Aujourd'hui, le sujet sur lequel tous les opérateurs travaillent pour voir comment exploiter cette nouvelle technologie, c’est le NTN - Non-Terrestrial Network - appliqué à la 5G. En termes de potentiel, très concrètement, l'utilisation des normes 5G dans les communications spatiales va permettre de connecter directement des smartphones et autres équipements 5G à des services non terrestres sans passer par des relais sol. Il y a beaucoup de projets en cours en ce moment pour aller vers ce que l'on appelle le D2D, c'est-à-dire le Direct to Device. Bientôt, on téléphonera avec son portable en passant directement via une connexion satellite, sans s'appuyer sur les infrastructures sol. Cela rebat les cartes des télécommunications telles que nous les concevons aujourd’hui, avec des opérateurs télécoms historiques et leurs antennes sol en intermédiaires.


Un avantage certain du D2D est que cela va permettre une couverture réseau en continu, il n’y aura plus de zones blanches. On a tous connu ces moments en voiture où la connexion se coupe. Si on intègre un système de connectivité D2D au smartphone, lorsqu’il y a une perte de signal, le système va permettre de passer directement à un réseau satellite pour prendre le relais. On peut aussi penser à complètement s’affranchir des relais sol pour fournir un accès internet complet par satellite. C’est ce type de réflexion qui est aujourd’hui sur la table avec plusieurs projets de constellations prévues pour des orbites basses, dans la lignée de Starlink. On peut citer Kuiper, le projet d’Amazon, ou LightSpeed chez Telesat. Également les projets chinois.

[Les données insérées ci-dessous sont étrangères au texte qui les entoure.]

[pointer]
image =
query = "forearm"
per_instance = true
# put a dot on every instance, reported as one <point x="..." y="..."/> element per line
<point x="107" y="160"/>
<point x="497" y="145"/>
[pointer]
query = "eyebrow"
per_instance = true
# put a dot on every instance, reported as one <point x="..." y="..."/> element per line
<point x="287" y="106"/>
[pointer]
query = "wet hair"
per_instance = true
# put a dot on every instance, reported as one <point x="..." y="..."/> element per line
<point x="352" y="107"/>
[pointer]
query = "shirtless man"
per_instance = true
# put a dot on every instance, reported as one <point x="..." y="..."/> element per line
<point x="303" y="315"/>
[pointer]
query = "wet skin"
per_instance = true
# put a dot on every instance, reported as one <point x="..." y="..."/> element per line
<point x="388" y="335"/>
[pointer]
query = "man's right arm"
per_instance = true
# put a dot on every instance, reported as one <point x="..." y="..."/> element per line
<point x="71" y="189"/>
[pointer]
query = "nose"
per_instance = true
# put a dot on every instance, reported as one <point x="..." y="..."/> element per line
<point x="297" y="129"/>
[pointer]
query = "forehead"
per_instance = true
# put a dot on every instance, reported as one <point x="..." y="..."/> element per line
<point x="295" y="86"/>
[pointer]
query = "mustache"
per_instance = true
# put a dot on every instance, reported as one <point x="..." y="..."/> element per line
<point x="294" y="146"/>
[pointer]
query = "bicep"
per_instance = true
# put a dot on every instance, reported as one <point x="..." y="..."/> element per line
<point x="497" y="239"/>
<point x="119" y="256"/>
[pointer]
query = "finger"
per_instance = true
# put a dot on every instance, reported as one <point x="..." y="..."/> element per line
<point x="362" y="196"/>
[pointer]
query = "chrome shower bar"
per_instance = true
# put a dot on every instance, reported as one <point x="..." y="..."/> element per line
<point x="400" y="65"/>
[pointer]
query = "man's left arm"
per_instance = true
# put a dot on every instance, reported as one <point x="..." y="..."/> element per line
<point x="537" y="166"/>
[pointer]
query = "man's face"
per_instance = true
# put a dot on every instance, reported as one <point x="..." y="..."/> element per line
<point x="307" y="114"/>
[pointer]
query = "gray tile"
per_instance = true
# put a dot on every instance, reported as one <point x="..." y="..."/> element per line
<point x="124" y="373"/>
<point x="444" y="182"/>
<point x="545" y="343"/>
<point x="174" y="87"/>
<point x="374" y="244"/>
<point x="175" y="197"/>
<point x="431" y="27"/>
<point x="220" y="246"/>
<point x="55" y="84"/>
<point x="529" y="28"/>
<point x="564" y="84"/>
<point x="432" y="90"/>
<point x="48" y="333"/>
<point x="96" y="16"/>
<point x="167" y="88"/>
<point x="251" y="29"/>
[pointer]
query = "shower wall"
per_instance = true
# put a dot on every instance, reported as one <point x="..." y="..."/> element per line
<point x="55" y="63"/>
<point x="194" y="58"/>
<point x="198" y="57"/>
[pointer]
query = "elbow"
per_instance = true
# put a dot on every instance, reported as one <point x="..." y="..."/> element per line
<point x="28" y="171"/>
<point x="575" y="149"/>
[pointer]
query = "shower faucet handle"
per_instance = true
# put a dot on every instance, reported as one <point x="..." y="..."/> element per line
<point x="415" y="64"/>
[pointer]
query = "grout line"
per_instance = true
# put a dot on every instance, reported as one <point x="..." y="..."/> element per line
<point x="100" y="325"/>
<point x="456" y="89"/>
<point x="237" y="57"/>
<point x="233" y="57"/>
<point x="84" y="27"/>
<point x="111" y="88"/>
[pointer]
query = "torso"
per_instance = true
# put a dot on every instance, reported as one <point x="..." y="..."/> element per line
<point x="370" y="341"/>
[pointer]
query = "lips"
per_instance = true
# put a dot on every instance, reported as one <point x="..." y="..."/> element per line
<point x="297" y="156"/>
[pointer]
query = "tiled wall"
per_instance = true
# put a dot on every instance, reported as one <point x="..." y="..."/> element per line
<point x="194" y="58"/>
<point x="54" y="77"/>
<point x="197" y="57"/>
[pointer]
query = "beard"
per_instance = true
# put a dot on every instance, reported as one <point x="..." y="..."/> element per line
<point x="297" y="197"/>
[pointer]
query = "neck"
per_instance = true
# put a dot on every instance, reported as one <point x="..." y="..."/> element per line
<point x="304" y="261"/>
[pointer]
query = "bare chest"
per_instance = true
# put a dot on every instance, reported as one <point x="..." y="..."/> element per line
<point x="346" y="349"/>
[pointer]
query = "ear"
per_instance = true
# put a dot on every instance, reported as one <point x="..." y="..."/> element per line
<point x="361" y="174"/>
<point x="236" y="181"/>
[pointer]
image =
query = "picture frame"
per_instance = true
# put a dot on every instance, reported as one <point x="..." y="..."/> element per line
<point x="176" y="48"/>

Qu’est-ce qui change, organisationnellement ?


Fondamentalement, ce qui est en train de se passer, c’est une reconfiguration des modèles d’infrastructures. On est en train de passer à des modèles multi-orbites, hybrides, qui vont constamment faire le va-et-vient entre des constellations en orbite basse et des relais géostationnaires. Chaque hauteur d’orbite en effet a ses avantages et ses inconvénients.


Tous les acteurs majeurs du secteur sont donc actuellement en train d’ajuster leur stratégie. Le marché est en train de changer et les opérateurs télécoms redéfinissent et/ou affinent leur cible de clients pour composer les meilleures architectures qui répondent à cette cible. Aujourd’hui, Starlink prend énormément de parts de marché parce qu'ils ont une importante avance technologique et une grande rapidité de développement et de déploiement en orbite. Personne ne peut lutter aujourd'hui en Europe et c’est un défi très important pour l’industrie spatiale européenne. Va-t-elle pouvoir se renouveler suffisamment vite ? C’est un réel enjeu. Les projets qui sont lancés aujourd’hui, comme la constellation IRIS² par exemple, ne seront pas opérationnels avant plusieurs années et on peut légitimement se demander à la vitesse où va l’innovation actuellement en Europe si ces programmes seront dans la course. Aujourd'hui, on est encore dans le schéma où tout le monde court après Starlink.


Comment Viasat se positionne dans cette reconfiguration du marché ?


Nos marchés historiques sont bien sûr concurrencés par Starlink. Notre flotte actuelle est principalement géostationnaire, rassemblant les satellites ex-Inmarsat, ainsi que la flotte Viasat. Nous capitalisons sur la richesse de notre portefeuille de fréquences et de positions orbitales permettant différents types d‘applications. Historiquement, Inmarsat est associée à des fréquences assez basses (bande L), robustes aux aléas climatiques. Nous sommes en effet dépositaires depuis longtemps d’une délégation internationale de service public pour assurer les services de sécurité maritime et aérienne. Quand un navire envoie un signal de détresse, ça passe par notre système. C’est une grande fierté et en même temps, cela nous oblige car des contraintes sont associées. Cela force notamment à doubler les satellites au cas où il y ait une anomalie car il ne faut pas de discontinuité sur le service de prévention et de gestion des sinistres en mer. N’oublions pas qu’Inmarsat a été créé pour cela au départ et qu’à la base, avant de devenir un acteur privé, c’était une organisation internationale axée sur le maritime (INternational MARitime SATellite organisation).


Un axe majeur de notre développement est de renforcer notre offre haut-débit en complémentant notre couverture globale assurée par la flotte actuelle. Nous déployons donc les satellite Viasat3, et nous développons avec Airbus trois satellites géostationnaires, GX 7, 8, 9, pour assurer un apport de capacité ciblé sur ce que nous appelons des hotspots (les grands aéroports et les routes de vol très fréquentées par exemple). Cela va apporter une capacité additionnelle en bande Ka, dans des fréquences beaucoup plus hautes qui permettent d’avoir des débits plus importants pour les utilisateurs. Cela va notamment permettre de couvrir des applications de wifi dans les avions et des applications de data pour les flottes de navires.


On travaille aussi sur le déploiement de constellations (en particulier sur les aspects D2D) mais il faut savoir que ce sont des investissements très importants. Il faut pouvoir fabriquer et lancer plusieurs centaines de satellites en même temps, c'est sans commune mesure avec les coûts de développement d’un satellite géostationnaire. Pour vous donner un ordre de grandeur, déployer une constellation va être de l’ordre du milliard. Déployer un satellite géostationnaire se compte en quelques centaines de millions…



Que de chemin parcouru depuis E.T. Téléphone. Maison.